The Committee notes that section 135 of the Labour Code provides that in the case of voluntary or judicial winding up of a trade union, its liquid assets shall be deposited in a bank designated by the Ministry of Labour and Social Affairs and forwarded to the trade union that replaces the previous one, or if such a union is not set up within two years, be applied in the interests of the workers in the occupation concerned by order of the Minister of Labour and Social Affairs. The Committee wishes to emphasize that the distribution of trade union assets should be carried out in the first place in accordance with the bylaws of the trade union itself.

Article 5. Right of trade unions to establish federations and confederations. The Committee notes that section 137 of the Labour Code prohibits the establishment of more than one trade union federation in Libya and that Chapter XVII of Act No. 23 of 1998 on Trade Unions, Federations and Professional Associations refers to a single general confederation. The Committee considers that freedom of choice must be possible in all cases, especially when it comes to the establishment of federations and confederations (see General Survey, 1994, paragraph 194). The Committee requests the Government to indicate the measures taken or envisaged to ensure that the establishment of more than one federation and confederation is possible and to repeal any provisions which institutionalize a single organization.
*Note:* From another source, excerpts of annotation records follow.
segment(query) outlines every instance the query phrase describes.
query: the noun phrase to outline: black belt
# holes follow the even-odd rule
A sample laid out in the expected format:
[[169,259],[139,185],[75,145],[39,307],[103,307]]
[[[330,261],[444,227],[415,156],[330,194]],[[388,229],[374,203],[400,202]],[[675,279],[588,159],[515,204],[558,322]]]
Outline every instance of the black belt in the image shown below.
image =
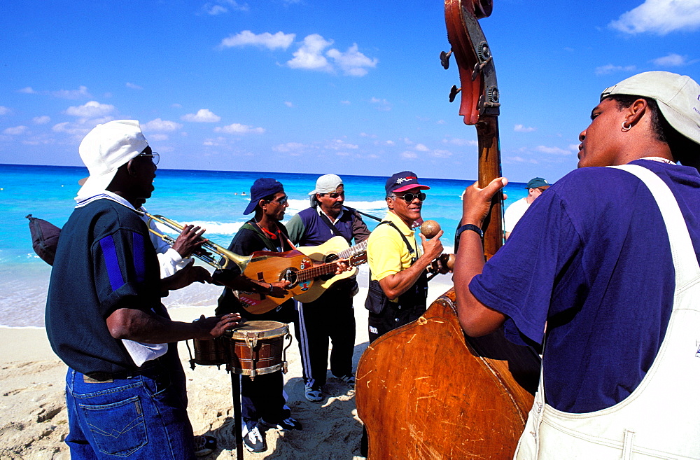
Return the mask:
[[108,380],[124,380],[125,379],[130,379],[138,375],[143,375],[144,374],[156,370],[159,368],[164,368],[163,363],[160,358],[157,358],[155,359],[152,359],[150,361],[146,361],[146,363],[143,366],[139,368],[138,369],[134,369],[134,370],[124,370],[120,371],[118,372],[106,372],[102,371],[95,371],[91,372],[85,372],[84,375],[87,375],[93,380],[97,380],[97,382],[106,382]]

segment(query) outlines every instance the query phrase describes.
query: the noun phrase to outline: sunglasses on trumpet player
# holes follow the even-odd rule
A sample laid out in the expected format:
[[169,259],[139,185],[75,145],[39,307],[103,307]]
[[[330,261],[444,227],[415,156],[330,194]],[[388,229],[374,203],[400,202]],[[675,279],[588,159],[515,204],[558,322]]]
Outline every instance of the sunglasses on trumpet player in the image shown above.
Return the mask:
[[392,196],[393,196],[394,198],[403,198],[404,201],[407,203],[410,203],[416,198],[418,198],[418,201],[425,201],[426,198],[428,197],[428,195],[423,192],[419,193],[404,193],[401,195],[394,195]]

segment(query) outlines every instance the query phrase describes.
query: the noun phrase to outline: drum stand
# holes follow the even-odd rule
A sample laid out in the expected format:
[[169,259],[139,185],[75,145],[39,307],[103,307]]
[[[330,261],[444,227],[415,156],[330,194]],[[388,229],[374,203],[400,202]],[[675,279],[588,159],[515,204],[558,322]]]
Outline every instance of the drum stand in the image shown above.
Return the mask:
[[236,459],[243,460],[243,434],[241,425],[241,376],[230,365],[226,365],[231,373],[231,393],[233,396],[234,431],[236,434]]

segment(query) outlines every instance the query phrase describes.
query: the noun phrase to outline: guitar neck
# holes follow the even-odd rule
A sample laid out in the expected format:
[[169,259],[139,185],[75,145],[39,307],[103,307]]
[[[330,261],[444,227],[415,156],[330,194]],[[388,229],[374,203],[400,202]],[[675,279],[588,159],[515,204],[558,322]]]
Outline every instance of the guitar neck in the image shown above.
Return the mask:
[[365,239],[359,244],[356,244],[338,253],[337,258],[336,258],[333,262],[328,262],[314,267],[304,268],[304,270],[297,272],[297,277],[300,280],[307,281],[309,279],[318,278],[318,277],[324,274],[335,273],[337,268],[337,263],[339,260],[348,260],[351,259],[353,257],[362,254],[366,251],[367,240]]

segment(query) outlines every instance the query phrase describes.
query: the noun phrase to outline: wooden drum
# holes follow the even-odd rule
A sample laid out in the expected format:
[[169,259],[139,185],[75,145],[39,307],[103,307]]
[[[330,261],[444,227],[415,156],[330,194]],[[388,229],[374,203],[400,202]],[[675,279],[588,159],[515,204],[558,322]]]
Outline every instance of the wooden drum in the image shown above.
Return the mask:
[[[278,321],[246,321],[227,330],[230,369],[251,379],[281,370],[287,372],[285,351],[292,343],[289,326]],[[289,342],[284,346],[284,340]]]
[[221,365],[229,361],[227,342],[223,337],[211,340],[192,339],[195,357],[190,361],[200,365]]

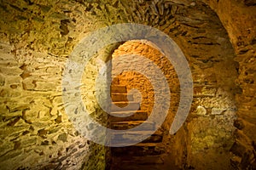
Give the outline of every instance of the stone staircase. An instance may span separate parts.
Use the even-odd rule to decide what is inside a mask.
[[[125,86],[119,84],[119,82],[112,84],[112,110],[109,117],[110,127],[115,130],[126,130],[135,128],[144,122],[148,118],[147,111],[141,110],[140,104],[133,101],[133,96],[127,94]],[[126,106],[130,100],[129,107],[124,109],[114,107]],[[139,108],[137,110],[137,108]],[[132,115],[131,115],[132,114]],[[129,116],[131,115],[131,116]],[[121,116],[122,117],[115,116]],[[112,165],[111,170],[135,170],[150,169],[155,165],[163,164],[161,155],[165,152],[162,144],[163,133],[157,130],[154,133],[154,123],[146,122],[140,131],[127,132],[125,135],[121,133],[114,133],[111,136],[111,142],[119,144],[127,141],[136,142],[143,134],[152,134],[145,140],[125,147],[112,147]],[[149,168],[148,168],[149,167]],[[158,169],[158,168],[154,168]]]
The Committee notes that section 127(2) of the Labour Code prohibits trade unions from having any connection or direct or indirect relationship with any foreign trade union. The Committee further notes that section 137 provides that the single federation shall be entitled to affiliate with workers’ regional or international federations subject to the approval of the Ministry of Labour and Social Affairs. Yet, the Committee also observes that Chapter II of Act No. 23 of 1998 on Trade Unions, Federations and Professional Associations provides that trade unions or professional associations shall have the right to join international, regional and Arab organizations, while Chapter XVII(3) provides that the single federation will coordinate member trade unions with regard to external relations, regional and international conferences. The Committee observes that first level organizations as well as federations and confederations have the right to affiliate with international organizations of workers and employers freely and without interference from the public authorities (see General Survey, 1994, paragraph 196). The Committee requests the Government to specify whether first level trade unions as well as federations and confederations have the right to affiliate with international organizations of employers and workers without prior authorization. The Committee also requests the Government to repeal any provisions which may be interpreted as unduly restrictive of this right.

The Committee requests the Government to indicate in its next report the measures taken or envisaged to bring its legislation into conformity with the Convention on the abovementioned points. The Committee draws the Government’s attention to the availability of the technical assistance of the Office should it so desire.